En filigrane, plusieurs sources évoquent aujourd’hui la fragilité des informations initialement fournies par le Mossad. Le plan présenté par David Barnea aurait reposé sur des évaluations jugées, a posteriori, insuffisamment étayées quant à la capacité réelle de l’opposition iranienne à se mobiliser à grande échelle.
Ces analyses auraient été transmises au plus haut niveau par Benjamin Netanyahu, puis partagées avec les responsables américains, contribuant à forger une perception excessivement optimiste de la situation interne en Iran.

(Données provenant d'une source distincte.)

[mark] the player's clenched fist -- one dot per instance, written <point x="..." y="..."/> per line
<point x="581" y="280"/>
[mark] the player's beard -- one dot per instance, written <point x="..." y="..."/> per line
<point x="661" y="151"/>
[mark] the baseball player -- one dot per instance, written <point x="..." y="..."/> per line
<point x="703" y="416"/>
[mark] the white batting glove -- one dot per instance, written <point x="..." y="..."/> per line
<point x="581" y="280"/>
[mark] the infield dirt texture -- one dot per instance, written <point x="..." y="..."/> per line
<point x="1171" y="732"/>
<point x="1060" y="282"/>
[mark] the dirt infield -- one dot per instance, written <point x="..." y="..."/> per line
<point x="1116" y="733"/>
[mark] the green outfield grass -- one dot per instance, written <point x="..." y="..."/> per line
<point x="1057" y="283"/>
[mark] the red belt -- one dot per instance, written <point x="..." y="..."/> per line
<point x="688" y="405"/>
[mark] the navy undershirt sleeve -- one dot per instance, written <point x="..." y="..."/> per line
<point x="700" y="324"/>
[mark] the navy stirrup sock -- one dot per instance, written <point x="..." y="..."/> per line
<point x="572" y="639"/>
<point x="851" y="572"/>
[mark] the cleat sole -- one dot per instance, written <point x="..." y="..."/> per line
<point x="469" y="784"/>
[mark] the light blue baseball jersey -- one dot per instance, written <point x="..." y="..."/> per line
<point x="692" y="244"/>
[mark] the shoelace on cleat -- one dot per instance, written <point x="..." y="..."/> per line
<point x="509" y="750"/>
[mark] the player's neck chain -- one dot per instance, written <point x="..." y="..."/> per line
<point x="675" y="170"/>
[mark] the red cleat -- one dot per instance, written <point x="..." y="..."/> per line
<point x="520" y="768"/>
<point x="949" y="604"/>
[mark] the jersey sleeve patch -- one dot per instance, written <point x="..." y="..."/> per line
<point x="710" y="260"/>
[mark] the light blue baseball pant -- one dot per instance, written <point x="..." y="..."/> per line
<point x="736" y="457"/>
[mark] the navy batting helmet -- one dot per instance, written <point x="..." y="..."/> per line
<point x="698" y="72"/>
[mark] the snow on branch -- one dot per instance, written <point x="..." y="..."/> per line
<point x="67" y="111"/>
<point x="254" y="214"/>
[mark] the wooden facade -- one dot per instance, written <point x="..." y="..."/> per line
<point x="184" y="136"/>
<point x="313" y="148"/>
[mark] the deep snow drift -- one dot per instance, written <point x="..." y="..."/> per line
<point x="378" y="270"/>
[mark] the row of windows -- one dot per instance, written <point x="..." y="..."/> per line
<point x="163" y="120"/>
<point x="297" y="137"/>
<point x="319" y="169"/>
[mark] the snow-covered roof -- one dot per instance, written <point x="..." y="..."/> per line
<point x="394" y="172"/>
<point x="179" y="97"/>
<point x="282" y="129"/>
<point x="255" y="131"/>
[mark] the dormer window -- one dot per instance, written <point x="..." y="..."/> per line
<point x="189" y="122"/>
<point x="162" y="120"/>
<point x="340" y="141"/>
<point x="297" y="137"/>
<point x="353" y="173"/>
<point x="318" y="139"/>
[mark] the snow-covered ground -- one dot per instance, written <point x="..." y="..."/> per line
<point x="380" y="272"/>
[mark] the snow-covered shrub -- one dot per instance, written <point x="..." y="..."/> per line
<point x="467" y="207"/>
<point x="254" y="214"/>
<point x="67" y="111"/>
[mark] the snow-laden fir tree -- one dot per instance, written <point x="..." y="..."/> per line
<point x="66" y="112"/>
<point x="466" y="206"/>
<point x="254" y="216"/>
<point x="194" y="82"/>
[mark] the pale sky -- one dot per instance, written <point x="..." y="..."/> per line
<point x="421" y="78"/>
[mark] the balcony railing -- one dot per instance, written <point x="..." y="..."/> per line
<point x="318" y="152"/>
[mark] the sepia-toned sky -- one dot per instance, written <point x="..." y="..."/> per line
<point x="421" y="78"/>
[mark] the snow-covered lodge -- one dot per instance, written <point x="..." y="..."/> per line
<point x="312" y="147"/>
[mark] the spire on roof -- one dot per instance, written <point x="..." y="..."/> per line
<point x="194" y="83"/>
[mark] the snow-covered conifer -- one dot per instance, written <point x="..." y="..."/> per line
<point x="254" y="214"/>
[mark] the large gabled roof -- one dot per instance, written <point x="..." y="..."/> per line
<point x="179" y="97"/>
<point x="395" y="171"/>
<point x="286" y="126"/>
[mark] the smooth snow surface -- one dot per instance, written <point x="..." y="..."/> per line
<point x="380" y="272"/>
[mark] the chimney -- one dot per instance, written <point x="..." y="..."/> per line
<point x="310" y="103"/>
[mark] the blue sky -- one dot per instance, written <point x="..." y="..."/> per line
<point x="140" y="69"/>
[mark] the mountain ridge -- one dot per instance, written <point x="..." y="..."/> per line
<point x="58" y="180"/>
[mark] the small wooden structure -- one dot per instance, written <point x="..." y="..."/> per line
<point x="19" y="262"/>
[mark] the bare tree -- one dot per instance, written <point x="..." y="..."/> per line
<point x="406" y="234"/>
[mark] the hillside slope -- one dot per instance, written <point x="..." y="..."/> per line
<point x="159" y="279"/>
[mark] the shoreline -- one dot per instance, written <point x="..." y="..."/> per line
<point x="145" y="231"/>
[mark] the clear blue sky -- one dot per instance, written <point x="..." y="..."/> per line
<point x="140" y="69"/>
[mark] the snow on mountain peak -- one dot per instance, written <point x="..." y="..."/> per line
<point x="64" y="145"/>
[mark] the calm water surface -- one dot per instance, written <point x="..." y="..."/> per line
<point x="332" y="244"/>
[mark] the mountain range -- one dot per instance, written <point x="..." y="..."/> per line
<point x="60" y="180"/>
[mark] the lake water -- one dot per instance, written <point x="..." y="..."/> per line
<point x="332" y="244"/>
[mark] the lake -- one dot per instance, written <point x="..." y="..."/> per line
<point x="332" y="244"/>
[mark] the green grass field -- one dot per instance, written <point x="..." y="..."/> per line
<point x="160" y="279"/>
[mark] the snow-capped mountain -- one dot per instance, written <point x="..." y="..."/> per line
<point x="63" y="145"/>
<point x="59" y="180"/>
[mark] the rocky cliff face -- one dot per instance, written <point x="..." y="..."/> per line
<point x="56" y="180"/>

Cette chaîne de transmission du renseignement — du Mossad jusqu’aux cercles décisionnels américains — apparaît comme un facteur déterminant dans l’adoption d’une stratégie aujourd’hui sérieusement remise en question. Plusieurs observateurs estiment que cette surestimation des dynamiques internes iraniennes a pesé lourdement sur les choix initiaux, en orientant les décideurs vers un scénario qui ne s’est finalement pas concrétisé.